February 2013 Book Reviews

It is rare that two quality paranormal books in two completely contrasting styles land on my desk simultaneously, but…

Poltergeist over Scotland | Geoff Holder
ISBN: 978-0752482835 | 224 pages | £9.99 | Available from The History Press

Beginning in Edinburgh in (or around) 1635 with an entity which moved clothing and troubled the occupants with taps and bangs, Holder lists the Noisy Spirit’s escapades across time and location until 2012, where we finish with the 134th encounter which is not too dissimilar to the earlier seventeenth century case. Listed in chronological order with maps to flag places of interest, most entries flag the duration, events, context and Holder’s interpretation of the poltergeist outbreaks.

Holder’s writing style is a healthy mix of factual reporting and subjectivity. Honest with his opinions (after admitting to having ‘absolutely no idea’ what poltergeists are within the first couple of pages), Holder is happy to share his thoughts on whether a case is likely to be authentic or mistaken (or implying even for profit), a refreshing change from those who see ghosts in every dark corner. A brief examination of the social / political history around many of the cases is enlightening and suggests poltergeists may have many ways of spontaneously generating, from messy divorce and strained family environment to misinterpretation of naturally occurring phenomena.

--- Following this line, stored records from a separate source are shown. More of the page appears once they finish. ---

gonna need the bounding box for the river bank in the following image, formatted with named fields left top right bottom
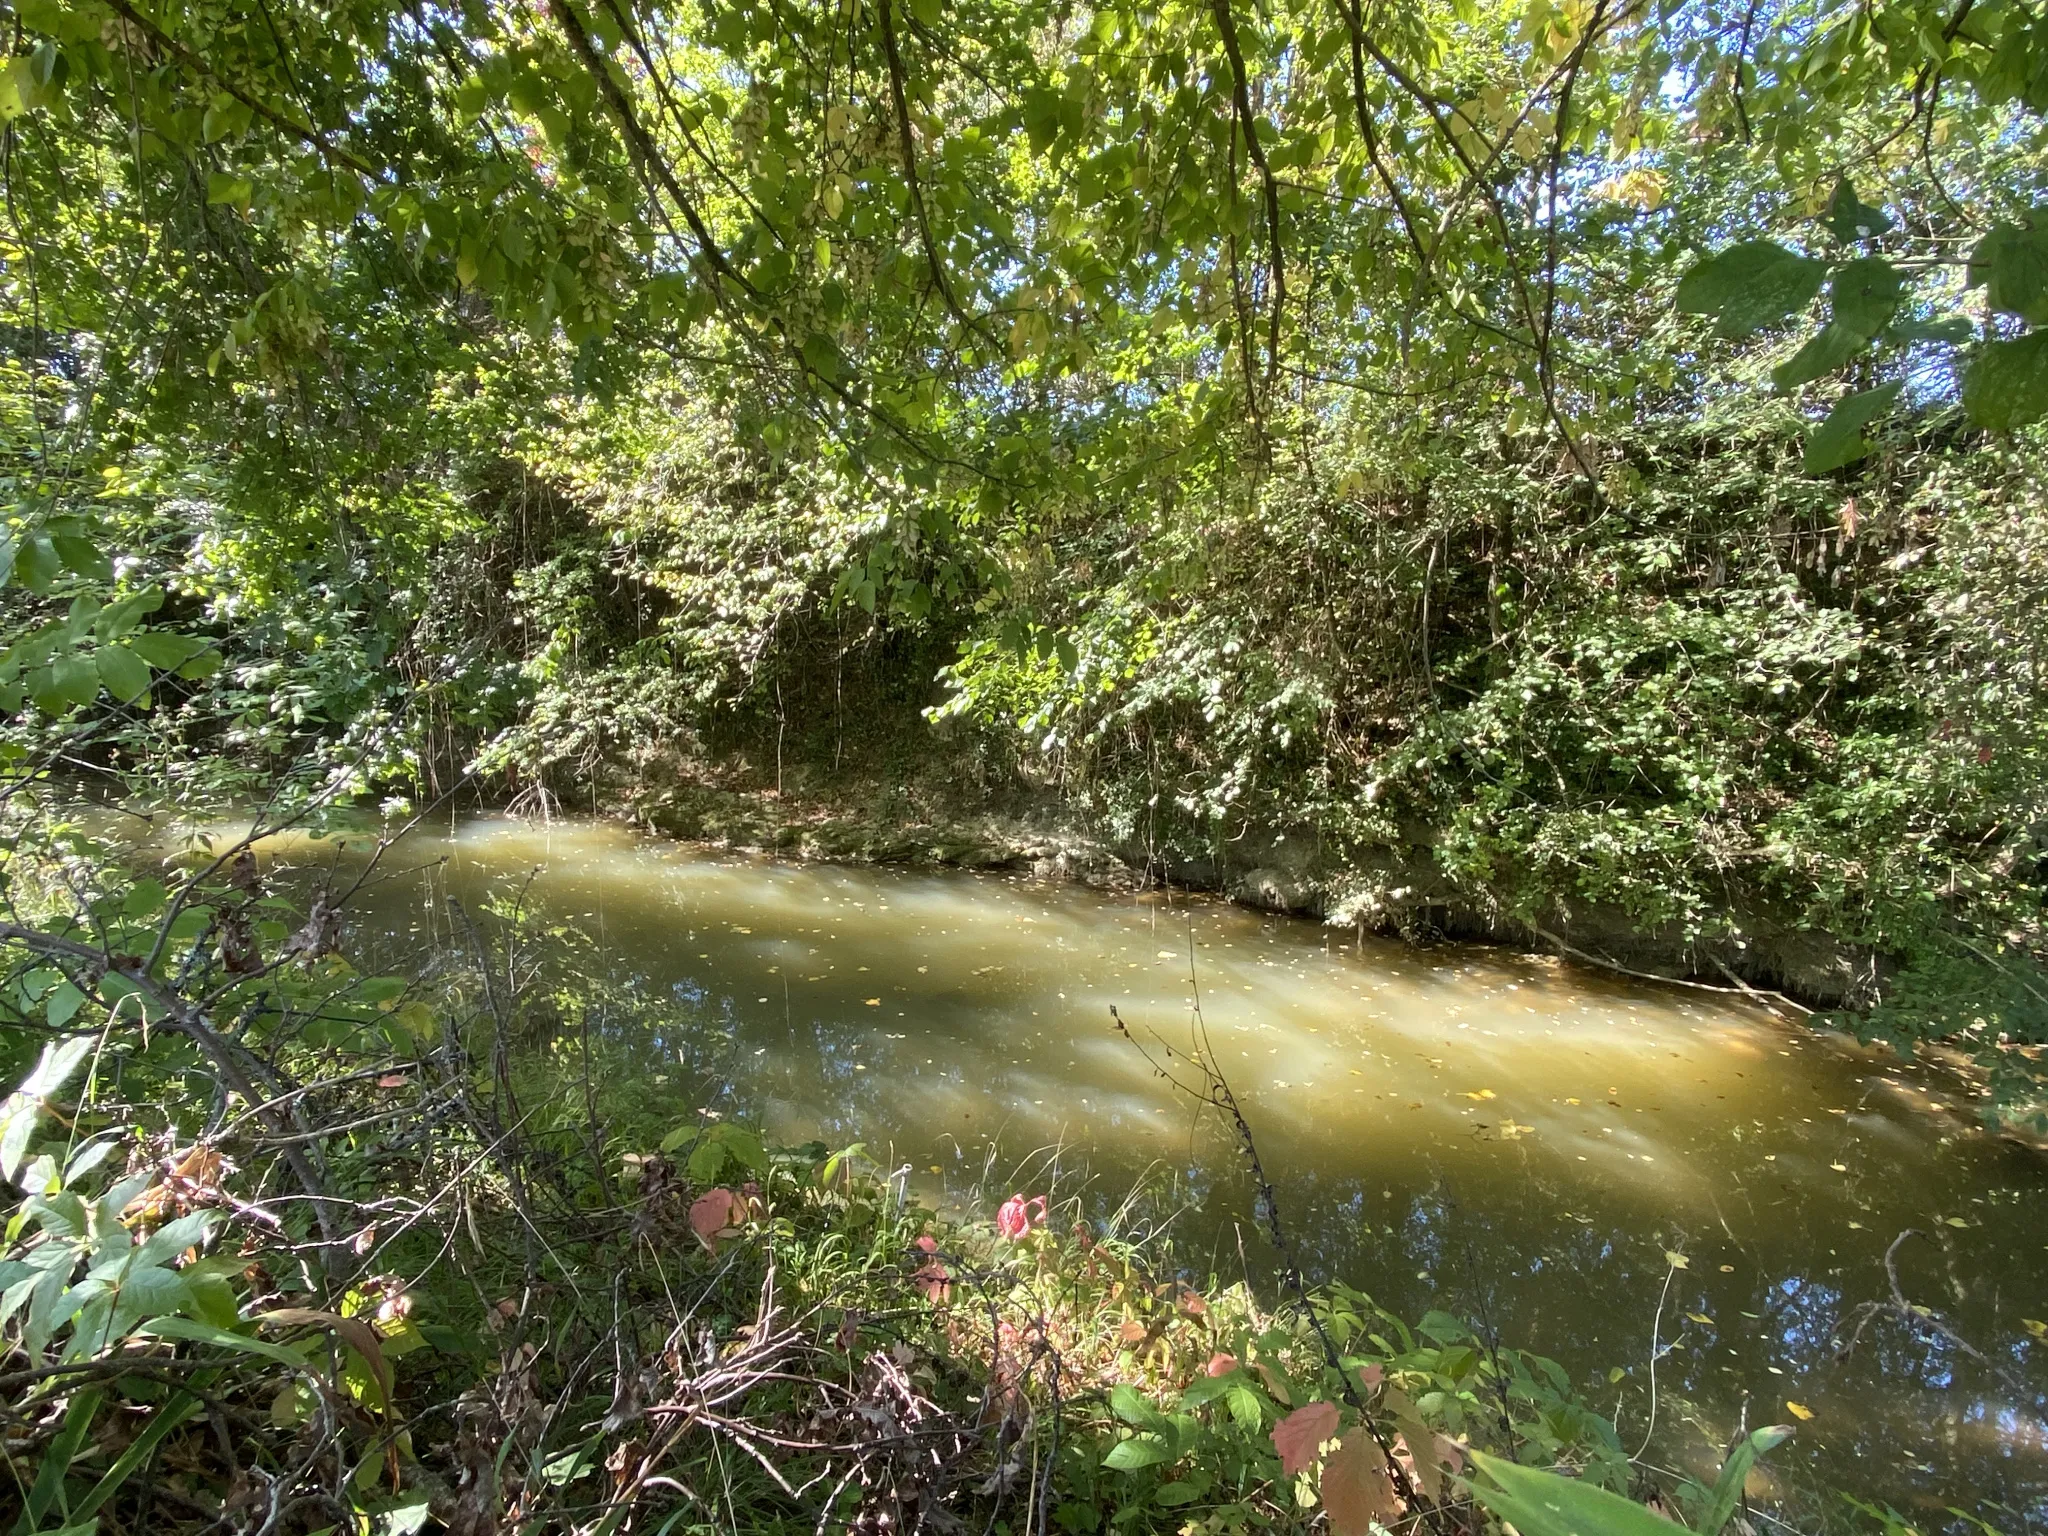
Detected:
left=614, top=762, right=1876, bottom=1015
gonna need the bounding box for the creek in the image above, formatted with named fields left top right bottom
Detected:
left=262, top=812, right=2045, bottom=1527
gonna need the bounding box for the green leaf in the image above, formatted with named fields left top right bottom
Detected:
left=45, top=978, right=86, bottom=1026
left=1888, top=316, right=1973, bottom=344
left=51, top=652, right=100, bottom=707
left=96, top=644, right=151, bottom=705
left=1803, top=381, right=1902, bottom=473
left=75, top=1392, right=202, bottom=1521
left=686, top=1137, right=726, bottom=1183
left=1828, top=258, right=1901, bottom=338
left=1103, top=1433, right=1175, bottom=1470
left=20, top=1035, right=96, bottom=1099
left=1465, top=1449, right=1683, bottom=1536
left=1822, top=178, right=1893, bottom=243
left=16, top=535, right=60, bottom=593
left=1772, top=324, right=1866, bottom=391
left=125, top=631, right=207, bottom=669
left=1674, top=242, right=1826, bottom=337
left=19, top=1388, right=102, bottom=1533
left=1960, top=331, right=2048, bottom=429
left=206, top=172, right=255, bottom=209
left=136, top=1314, right=312, bottom=1371
left=53, top=533, right=108, bottom=578
left=1969, top=222, right=2048, bottom=325
left=1697, top=1425, right=1795, bottom=1536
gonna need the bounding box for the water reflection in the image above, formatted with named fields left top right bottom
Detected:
left=248, top=814, right=2044, bottom=1527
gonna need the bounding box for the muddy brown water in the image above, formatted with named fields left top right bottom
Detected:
left=251, top=813, right=2044, bottom=1528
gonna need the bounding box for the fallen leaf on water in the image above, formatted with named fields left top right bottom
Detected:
left=1785, top=1401, right=1815, bottom=1421
left=731, top=926, right=751, bottom=934
left=1156, top=950, right=1177, bottom=959
left=2021, top=1319, right=2046, bottom=1340
left=1464, top=1088, right=1498, bottom=1101
left=1564, top=1096, right=1581, bottom=1105
left=1665, top=1250, right=1690, bottom=1270
left=1848, top=1220, right=1865, bottom=1229
left=864, top=998, right=881, bottom=1007
left=1944, top=1216, right=1970, bottom=1228
left=1719, top=1264, right=1736, bottom=1273
left=1686, top=1312, right=1713, bottom=1326
left=1830, top=1162, right=1848, bottom=1172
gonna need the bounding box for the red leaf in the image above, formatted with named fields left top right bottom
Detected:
left=1322, top=1433, right=1399, bottom=1536
left=1271, top=1400, right=1340, bottom=1476
left=689, top=1188, right=745, bottom=1252
left=1205, top=1352, right=1239, bottom=1377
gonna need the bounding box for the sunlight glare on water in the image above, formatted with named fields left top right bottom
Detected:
left=244, top=812, right=2046, bottom=1527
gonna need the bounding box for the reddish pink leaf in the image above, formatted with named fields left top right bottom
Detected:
left=1205, top=1352, right=1239, bottom=1377
left=1271, top=1400, right=1341, bottom=1476
left=1358, top=1362, right=1384, bottom=1391
left=689, top=1188, right=745, bottom=1252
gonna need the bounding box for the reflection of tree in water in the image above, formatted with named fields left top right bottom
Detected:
left=318, top=847, right=2048, bottom=1529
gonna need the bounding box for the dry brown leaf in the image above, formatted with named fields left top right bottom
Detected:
left=1322, top=1433, right=1399, bottom=1535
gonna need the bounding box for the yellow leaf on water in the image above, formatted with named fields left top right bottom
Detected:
left=2021, top=1319, right=2046, bottom=1339
left=1848, top=1221, right=1865, bottom=1229
left=864, top=998, right=881, bottom=1006
left=1685, top=1313, right=1713, bottom=1326
left=1156, top=950, right=1177, bottom=959
left=1830, top=1162, right=1847, bottom=1172
left=1785, top=1401, right=1815, bottom=1421
left=1464, top=1089, right=1498, bottom=1101
left=1664, top=1251, right=1690, bottom=1270
left=1944, top=1217, right=1970, bottom=1228
left=1564, top=1096, right=1581, bottom=1105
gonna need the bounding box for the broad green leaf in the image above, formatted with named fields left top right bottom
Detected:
left=1961, top=332, right=2048, bottom=429
left=45, top=978, right=86, bottom=1026
left=207, top=172, right=255, bottom=209
left=1772, top=324, right=1866, bottom=391
left=53, top=533, right=108, bottom=577
left=16, top=535, right=60, bottom=593
left=97, top=644, right=151, bottom=705
left=1465, top=1448, right=1682, bottom=1536
left=1822, top=178, right=1893, bottom=243
left=50, top=652, right=99, bottom=707
left=1103, top=1432, right=1175, bottom=1470
left=20, top=1034, right=96, bottom=1099
left=1970, top=222, right=2048, bottom=325
left=125, top=631, right=208, bottom=669
left=1828, top=258, right=1901, bottom=338
left=1803, top=381, right=1902, bottom=473
left=1674, top=242, right=1826, bottom=337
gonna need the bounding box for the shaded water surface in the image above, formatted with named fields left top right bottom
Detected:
left=264, top=814, right=2045, bottom=1527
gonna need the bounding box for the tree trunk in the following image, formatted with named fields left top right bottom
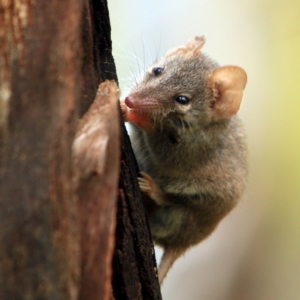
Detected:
left=0, top=0, right=161, bottom=299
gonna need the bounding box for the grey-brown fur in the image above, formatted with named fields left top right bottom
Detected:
left=122, top=36, right=248, bottom=284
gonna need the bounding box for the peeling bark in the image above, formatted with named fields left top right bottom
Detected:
left=73, top=81, right=120, bottom=300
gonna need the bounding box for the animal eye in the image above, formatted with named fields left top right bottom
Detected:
left=152, top=67, right=164, bottom=76
left=175, top=95, right=189, bottom=105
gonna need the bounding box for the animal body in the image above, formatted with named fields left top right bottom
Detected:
left=121, top=36, right=247, bottom=284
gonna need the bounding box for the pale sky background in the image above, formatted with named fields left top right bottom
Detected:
left=108, top=1, right=300, bottom=299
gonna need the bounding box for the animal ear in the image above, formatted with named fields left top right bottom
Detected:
left=209, top=66, right=247, bottom=119
left=185, top=35, right=206, bottom=55
left=166, top=35, right=206, bottom=57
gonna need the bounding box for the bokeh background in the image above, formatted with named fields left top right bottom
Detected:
left=108, top=1, right=300, bottom=299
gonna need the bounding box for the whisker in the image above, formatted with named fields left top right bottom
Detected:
left=132, top=47, right=146, bottom=84
left=166, top=118, right=178, bottom=132
left=143, top=37, right=154, bottom=64
left=153, top=33, right=163, bottom=64
left=186, top=121, right=195, bottom=138
left=181, top=119, right=186, bottom=135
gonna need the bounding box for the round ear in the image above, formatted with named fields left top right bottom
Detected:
left=166, top=35, right=206, bottom=58
left=209, top=66, right=247, bottom=119
left=185, top=35, right=206, bottom=56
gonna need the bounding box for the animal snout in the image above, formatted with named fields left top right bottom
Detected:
left=125, top=96, right=135, bottom=108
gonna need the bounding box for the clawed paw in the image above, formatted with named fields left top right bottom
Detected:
left=120, top=100, right=128, bottom=118
left=138, top=172, right=155, bottom=194
left=138, top=172, right=165, bottom=205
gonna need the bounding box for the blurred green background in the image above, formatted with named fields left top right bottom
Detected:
left=108, top=0, right=300, bottom=299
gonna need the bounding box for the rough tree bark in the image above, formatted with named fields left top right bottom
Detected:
left=0, top=1, right=161, bottom=300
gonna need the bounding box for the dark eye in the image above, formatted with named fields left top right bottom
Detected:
left=175, top=95, right=189, bottom=105
left=152, top=67, right=164, bottom=76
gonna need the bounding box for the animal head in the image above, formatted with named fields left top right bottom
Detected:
left=125, top=36, right=247, bottom=130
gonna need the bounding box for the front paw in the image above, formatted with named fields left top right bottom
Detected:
left=138, top=172, right=166, bottom=206
left=120, top=100, right=128, bottom=120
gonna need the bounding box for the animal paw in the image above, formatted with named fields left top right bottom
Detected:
left=120, top=100, right=128, bottom=120
left=138, top=172, right=166, bottom=205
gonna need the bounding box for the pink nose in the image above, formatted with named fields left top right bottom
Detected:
left=125, top=96, right=134, bottom=108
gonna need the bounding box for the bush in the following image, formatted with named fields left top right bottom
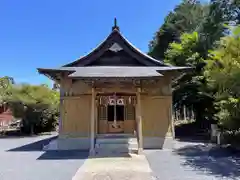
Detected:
left=222, top=131, right=240, bottom=147
left=19, top=104, right=59, bottom=134
left=215, top=98, right=240, bottom=132
left=8, top=84, right=59, bottom=135
left=205, top=26, right=240, bottom=134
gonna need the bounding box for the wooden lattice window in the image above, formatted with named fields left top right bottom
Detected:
left=98, top=105, right=107, bottom=121
left=125, top=104, right=135, bottom=120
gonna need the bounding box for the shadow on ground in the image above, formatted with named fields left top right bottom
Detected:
left=7, top=136, right=58, bottom=152
left=175, top=137, right=210, bottom=143
left=6, top=134, right=132, bottom=160
left=38, top=151, right=131, bottom=160
left=174, top=144, right=240, bottom=178
left=0, top=130, right=55, bottom=139
left=38, top=150, right=89, bottom=160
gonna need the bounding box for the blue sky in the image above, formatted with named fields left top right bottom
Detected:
left=0, top=0, right=183, bottom=85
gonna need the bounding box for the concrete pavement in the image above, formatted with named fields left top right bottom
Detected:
left=1, top=134, right=240, bottom=180
left=72, top=154, right=153, bottom=180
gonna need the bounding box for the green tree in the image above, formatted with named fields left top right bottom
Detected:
left=0, top=76, right=14, bottom=104
left=196, top=0, right=240, bottom=58
left=165, top=32, right=216, bottom=128
left=205, top=25, right=240, bottom=132
left=151, top=0, right=240, bottom=131
left=149, top=0, right=240, bottom=60
left=9, top=84, right=59, bottom=134
left=149, top=0, right=207, bottom=59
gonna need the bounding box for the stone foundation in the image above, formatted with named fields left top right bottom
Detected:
left=143, top=136, right=174, bottom=149
left=43, top=136, right=174, bottom=151
left=43, top=137, right=90, bottom=150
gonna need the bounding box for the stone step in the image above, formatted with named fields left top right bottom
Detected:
left=95, top=147, right=129, bottom=153
left=97, top=133, right=135, bottom=138
left=95, top=137, right=138, bottom=154
left=95, top=145, right=138, bottom=154
left=95, top=142, right=138, bottom=149
left=96, top=137, right=137, bottom=144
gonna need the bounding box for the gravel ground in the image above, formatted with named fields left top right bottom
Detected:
left=1, top=134, right=240, bottom=180
left=145, top=141, right=240, bottom=180
left=0, top=133, right=88, bottom=180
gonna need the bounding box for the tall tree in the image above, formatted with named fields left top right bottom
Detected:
left=205, top=25, right=240, bottom=132
left=149, top=0, right=207, bottom=59
left=149, top=0, right=240, bottom=60
left=150, top=0, right=240, bottom=129
left=165, top=32, right=216, bottom=127
left=196, top=0, right=240, bottom=58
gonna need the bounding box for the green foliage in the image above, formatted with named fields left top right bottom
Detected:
left=165, top=31, right=216, bottom=127
left=205, top=26, right=240, bottom=132
left=149, top=0, right=240, bottom=131
left=8, top=83, right=59, bottom=134
left=149, top=0, right=240, bottom=60
left=149, top=0, right=206, bottom=59
left=165, top=32, right=202, bottom=66
left=196, top=0, right=240, bottom=58
left=0, top=76, right=14, bottom=104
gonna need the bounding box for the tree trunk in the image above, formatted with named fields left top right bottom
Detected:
left=30, top=125, right=34, bottom=135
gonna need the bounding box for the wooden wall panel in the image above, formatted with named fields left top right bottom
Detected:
left=141, top=95, right=172, bottom=137
left=98, top=120, right=108, bottom=134
left=141, top=76, right=172, bottom=96
left=62, top=95, right=91, bottom=137
left=124, top=120, right=135, bottom=133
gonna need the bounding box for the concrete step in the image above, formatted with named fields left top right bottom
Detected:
left=95, top=146, right=138, bottom=154
left=95, top=137, right=138, bottom=154
left=97, top=133, right=135, bottom=138
left=96, top=142, right=138, bottom=149
left=96, top=137, right=137, bottom=144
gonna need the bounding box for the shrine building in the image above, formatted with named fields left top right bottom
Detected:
left=38, top=19, right=190, bottom=154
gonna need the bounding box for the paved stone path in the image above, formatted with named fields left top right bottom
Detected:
left=72, top=154, right=154, bottom=180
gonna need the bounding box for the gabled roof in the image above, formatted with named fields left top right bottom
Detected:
left=37, top=20, right=192, bottom=80
left=63, top=28, right=165, bottom=67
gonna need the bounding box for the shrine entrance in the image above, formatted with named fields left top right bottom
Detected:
left=107, top=104, right=124, bottom=133
left=97, top=93, right=136, bottom=134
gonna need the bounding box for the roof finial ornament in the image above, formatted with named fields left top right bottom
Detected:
left=112, top=17, right=120, bottom=31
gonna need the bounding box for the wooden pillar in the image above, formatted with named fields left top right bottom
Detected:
left=136, top=87, right=143, bottom=154
left=59, top=96, right=64, bottom=134
left=58, top=76, right=65, bottom=135
left=95, top=97, right=98, bottom=134
left=170, top=102, right=175, bottom=139
left=90, top=87, right=96, bottom=155
left=114, top=92, right=117, bottom=126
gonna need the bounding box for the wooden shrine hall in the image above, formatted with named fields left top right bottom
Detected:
left=38, top=19, right=190, bottom=154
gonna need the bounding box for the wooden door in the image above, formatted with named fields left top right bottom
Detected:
left=107, top=105, right=124, bottom=133
left=98, top=105, right=108, bottom=134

It is no mean feat to pour over hundreds of historical documents and produce a ‘definitive’ guide of known poltergeist outbreaks, but this is exactly what Holder has achieved. Poltergeist over Scotland will remain in a serious researcher’s collection for years to come.


Haunted Tunbridge Wells | Neil Arnold
ISBN: 978-0752480497 | 96 pages | £9.99 | Available from The History Press

Royal Tunbridge Wells is a midsized town in Kent popular with tourists, better known for its spa rather than spirits, although Arnold’s book attempts to break this mould.

No stranger to the Haunted range, Arnold once again carefully selects his stories from a variety of sources – there is a healthy mix of paranormal phenomena within these pages. Cases of haunted pubs are well known throughout the land, with Tunbridge Wells no exception, but the phantom hound with the head of a man witnessed in Benenden is pretty unique (and disturbing). Similarly, the account of the haunted cottage in Sissinghurst leaves one with chills and will leave other haunted houses jealous!  

Broken down geographically, Arnold’s collection of ghost stories are a blend of the quantitative and qualitative. Some are tantalisingly short fragments, similar to those told to an annoying younger sibling before they are sent to bed. Other tales, such as Lamberhurst, are thoroughly examined alongside their historic context, with the prelude to a haunting just as interesting as the ghost itself.

There is enough within Haunted Tunbridge Wells to keep readers of paranormal literature happy, with the vast majority of stories being little known or told for the first time. Even the local population may do well to glance through the pages to discover if there is more than meets the eye to their middle-England neighbourhoods.